Sarvopari Palakkaran is a 2017 Malayalam film directed by Venugopan. The film features Anoop Menon, Aparna Balamurali and Anu Sithara in the lead roles.

Plot
Jose Kaithaparambil Mani (Anoop Menon) is from Pala but works as a Circle-Inspector of Police in Thrissur. He is engaged to a college-going student Linda (Anu Sithara). Being a man with cultural values, and a traditional type.

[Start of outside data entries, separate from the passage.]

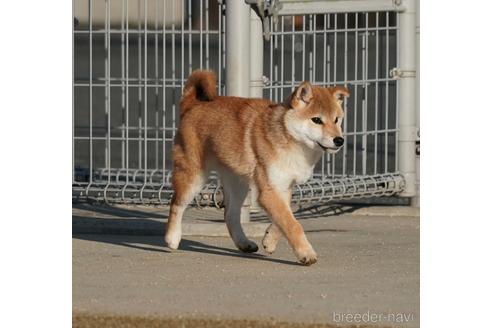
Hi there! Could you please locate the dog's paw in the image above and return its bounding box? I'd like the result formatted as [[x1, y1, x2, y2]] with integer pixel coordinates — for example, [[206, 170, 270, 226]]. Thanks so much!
[[296, 247, 318, 266], [164, 233, 181, 250], [261, 234, 277, 254], [237, 240, 258, 253]]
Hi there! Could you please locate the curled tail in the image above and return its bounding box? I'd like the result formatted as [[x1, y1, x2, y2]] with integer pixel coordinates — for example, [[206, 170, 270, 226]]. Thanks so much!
[[180, 71, 217, 115]]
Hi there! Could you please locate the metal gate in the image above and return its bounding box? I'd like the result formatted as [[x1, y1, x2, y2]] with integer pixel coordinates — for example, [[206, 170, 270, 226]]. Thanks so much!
[[72, 0, 415, 206]]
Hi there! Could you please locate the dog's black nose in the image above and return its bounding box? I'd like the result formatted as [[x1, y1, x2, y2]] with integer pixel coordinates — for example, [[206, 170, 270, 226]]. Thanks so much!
[[333, 137, 343, 147]]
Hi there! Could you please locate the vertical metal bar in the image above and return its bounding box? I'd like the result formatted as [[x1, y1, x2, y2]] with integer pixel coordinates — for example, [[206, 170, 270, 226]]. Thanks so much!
[[315, 14, 329, 181], [290, 16, 296, 91], [72, 0, 75, 184], [269, 20, 272, 100], [248, 9, 263, 213], [140, 0, 148, 187], [362, 12, 369, 175], [340, 13, 348, 176], [225, 1, 250, 222], [171, 1, 177, 139], [416, 0, 420, 207], [179, 0, 183, 118], [120, 2, 126, 168], [249, 9, 263, 98], [332, 14, 336, 177], [187, 0, 193, 74], [154, 0, 160, 170], [125, 0, 130, 187], [280, 16, 285, 100], [138, 0, 142, 169], [104, 0, 111, 188], [162, 1, 167, 179], [226, 1, 250, 97], [301, 15, 306, 81], [394, 10, 400, 172], [309, 15, 316, 83], [87, 0, 94, 186], [384, 12, 390, 173], [217, 4, 222, 94], [352, 13, 359, 175], [205, 0, 210, 69], [373, 12, 379, 175], [397, 0, 417, 197], [200, 0, 203, 69]]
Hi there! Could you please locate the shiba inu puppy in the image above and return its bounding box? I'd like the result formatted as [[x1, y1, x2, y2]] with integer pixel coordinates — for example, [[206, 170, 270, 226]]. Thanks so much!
[[165, 71, 349, 265]]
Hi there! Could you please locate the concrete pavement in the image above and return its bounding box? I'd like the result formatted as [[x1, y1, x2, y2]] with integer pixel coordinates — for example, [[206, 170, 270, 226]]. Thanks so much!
[[73, 205, 419, 327]]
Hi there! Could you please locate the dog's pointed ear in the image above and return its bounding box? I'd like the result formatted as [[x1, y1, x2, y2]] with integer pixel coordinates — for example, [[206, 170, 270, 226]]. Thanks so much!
[[328, 86, 350, 106], [290, 81, 313, 109]]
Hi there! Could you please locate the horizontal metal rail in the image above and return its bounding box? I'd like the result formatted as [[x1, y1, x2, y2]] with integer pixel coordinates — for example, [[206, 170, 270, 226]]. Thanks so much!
[[278, 0, 405, 15], [72, 170, 405, 207]]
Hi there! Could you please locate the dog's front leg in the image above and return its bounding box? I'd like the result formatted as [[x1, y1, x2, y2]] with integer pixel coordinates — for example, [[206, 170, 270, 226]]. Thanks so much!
[[258, 185, 317, 265], [262, 189, 292, 254]]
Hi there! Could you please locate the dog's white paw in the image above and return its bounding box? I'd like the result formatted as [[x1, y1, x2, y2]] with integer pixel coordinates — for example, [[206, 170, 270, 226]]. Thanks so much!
[[261, 230, 278, 254], [164, 231, 181, 249], [296, 245, 318, 266], [236, 239, 258, 253]]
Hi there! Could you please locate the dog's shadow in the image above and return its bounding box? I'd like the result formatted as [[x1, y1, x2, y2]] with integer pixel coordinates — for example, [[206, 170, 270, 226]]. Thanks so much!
[[72, 204, 354, 265], [72, 234, 308, 265]]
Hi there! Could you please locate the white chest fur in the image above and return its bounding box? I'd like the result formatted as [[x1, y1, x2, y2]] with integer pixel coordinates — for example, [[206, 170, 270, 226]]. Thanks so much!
[[268, 146, 322, 191]]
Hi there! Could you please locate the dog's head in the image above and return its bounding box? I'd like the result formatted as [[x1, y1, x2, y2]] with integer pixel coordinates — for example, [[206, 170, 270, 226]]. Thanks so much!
[[285, 82, 350, 154]]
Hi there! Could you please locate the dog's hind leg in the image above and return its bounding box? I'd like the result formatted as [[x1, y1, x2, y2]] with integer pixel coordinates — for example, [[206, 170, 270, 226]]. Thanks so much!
[[261, 223, 282, 254], [221, 171, 258, 253], [164, 167, 205, 249], [262, 190, 292, 254]]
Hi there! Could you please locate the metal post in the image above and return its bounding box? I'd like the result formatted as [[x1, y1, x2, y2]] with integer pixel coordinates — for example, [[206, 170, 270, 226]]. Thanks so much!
[[226, 0, 250, 97], [249, 9, 263, 98], [248, 9, 263, 212], [225, 0, 251, 222], [412, 0, 420, 207], [397, 0, 417, 197]]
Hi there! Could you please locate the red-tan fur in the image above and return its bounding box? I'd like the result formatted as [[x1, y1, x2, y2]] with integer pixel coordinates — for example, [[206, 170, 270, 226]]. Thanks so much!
[[165, 71, 348, 265]]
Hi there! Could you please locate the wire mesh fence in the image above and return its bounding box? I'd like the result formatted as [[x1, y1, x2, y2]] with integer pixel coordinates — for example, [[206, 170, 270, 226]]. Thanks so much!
[[72, 0, 404, 206]]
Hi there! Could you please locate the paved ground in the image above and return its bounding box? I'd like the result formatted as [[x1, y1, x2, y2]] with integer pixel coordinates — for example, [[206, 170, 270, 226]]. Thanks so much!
[[73, 205, 419, 327]]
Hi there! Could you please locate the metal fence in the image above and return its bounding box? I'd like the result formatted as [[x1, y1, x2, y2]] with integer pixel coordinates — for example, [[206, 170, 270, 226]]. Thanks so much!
[[72, 0, 418, 206]]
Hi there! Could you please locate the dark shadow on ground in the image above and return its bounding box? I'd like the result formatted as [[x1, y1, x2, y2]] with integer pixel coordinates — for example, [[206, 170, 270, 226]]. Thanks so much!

While his father (Alencier Ley Lopez), who is a bar manager and friend Joymon try to ensure that Linta is the perfect match for Jose.

A Bangladeshi lady, Naina, who was kept in custody and severely molested by Mani Swami, somehow manages to escape and reach the police. Police then starts their hunt for Mani Swami. However, Mani Swami cleverly escapes leaving the black mark on the police. Naina was placed in a shelter home and there she spends her time in painting and writing poems.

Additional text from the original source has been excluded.